Un magnete a mano rivoluziona la risonanza magnetica

Pubblicato il 13 March 2026 | Tradotto dallo spagnolo

Immagina un magnete potente come quelli usati nei grandi acceleratori di particelle, ma che sta nel palmo della tua mano. Questo è ciò che ha realizzato l'ETH Zurigo con un superconduttore di soli 3,1 mm. Questo avanzamento, che genera campi di 42 Tesla con un consumo ridicolo, promette di trasformare la risonanza magnetica nucleare, rendendo i dispositivi di RMN 3D ad alta risoluzione più piccoli, efficienti e accessibili per cliniche e laboratori.

Imagen conceptual de un pequeño imán superconductor en una mano, junto a una representación 3D de un cerebro obtenida por resonancia magnética.

La chiave sta nel nastro REBCO e nel design a pancake 🔬

Il miracolo non è magia, è ingegneria dei materiali. Il team ha utilizzato un nastro ceramico superconduttore di REBCO, che può trasportare correnti estreme senza resistenza quando raffreddato. Dopo aver testato oltre 150 design, il vincitore è stata una configurazione arrotolata a forma di pancake. Mentre un magnete convenzionale da 45 Tesla consuma megawatt, questo dispositivo raggiunge prestazioni simili con meno di un watt. Questa efficienza radicale elimina la necessità di costosi e voluminosi sistemi di raffreddamento e alimentazione.

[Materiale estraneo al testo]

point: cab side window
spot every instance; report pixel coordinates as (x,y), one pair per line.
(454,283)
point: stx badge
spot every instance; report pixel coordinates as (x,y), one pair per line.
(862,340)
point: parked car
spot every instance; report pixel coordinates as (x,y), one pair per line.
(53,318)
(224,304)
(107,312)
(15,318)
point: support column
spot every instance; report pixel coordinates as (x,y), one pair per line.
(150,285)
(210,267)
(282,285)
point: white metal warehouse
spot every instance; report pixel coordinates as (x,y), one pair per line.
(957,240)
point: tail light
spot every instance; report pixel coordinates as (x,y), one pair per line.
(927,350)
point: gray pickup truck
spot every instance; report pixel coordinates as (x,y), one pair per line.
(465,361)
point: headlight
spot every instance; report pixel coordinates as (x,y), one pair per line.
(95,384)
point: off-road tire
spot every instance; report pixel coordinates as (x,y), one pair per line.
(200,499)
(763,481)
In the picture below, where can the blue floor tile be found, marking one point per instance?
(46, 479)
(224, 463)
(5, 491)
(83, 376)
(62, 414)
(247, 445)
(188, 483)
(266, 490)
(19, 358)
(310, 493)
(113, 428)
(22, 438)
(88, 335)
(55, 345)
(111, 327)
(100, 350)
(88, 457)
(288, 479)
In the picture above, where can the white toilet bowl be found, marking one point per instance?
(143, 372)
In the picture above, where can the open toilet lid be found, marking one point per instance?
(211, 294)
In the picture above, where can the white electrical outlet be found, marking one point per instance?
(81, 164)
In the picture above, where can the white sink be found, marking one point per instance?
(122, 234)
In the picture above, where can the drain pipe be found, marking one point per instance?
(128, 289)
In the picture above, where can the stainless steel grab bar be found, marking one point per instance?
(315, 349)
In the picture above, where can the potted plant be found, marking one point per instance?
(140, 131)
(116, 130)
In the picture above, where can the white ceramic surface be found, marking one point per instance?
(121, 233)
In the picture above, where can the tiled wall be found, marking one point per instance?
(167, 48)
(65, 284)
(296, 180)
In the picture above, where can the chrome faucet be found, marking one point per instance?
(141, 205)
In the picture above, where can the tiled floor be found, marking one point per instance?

Il futuro della visualizzazione 3D in diagnostica e ricerca 🧠

L'impatto reale si vedrà nella visualizzazione dei dati. Immagini RMN 3D ad ultra alta risoluzione, generate da dispositivi compatti, potrebbero essere in qualsiasi ospedale o laboratorio farmaceutico. Questo accelererebbe l'analisi di molecole complesse per nuovi farmaci e migliorerebbe drasticamente la diagnosi medica. La democratizzazione di questa tecnologia aprirà una nuova era nella rappresentazione tridimensionale della materia a scala atomica e dei tessuti viventi.

Come potrebbe la miniaturizzazione estrema di magneti superconduttori, fino a una dimensione portatile, trasformare la diagnostica medica attraverso risonanze magnetiche 3D point-of-care?

(PD: La segmentazione delle risonanze è come sbucciare un'arancia a occhi chiusi. Ma con meno vitamina C.)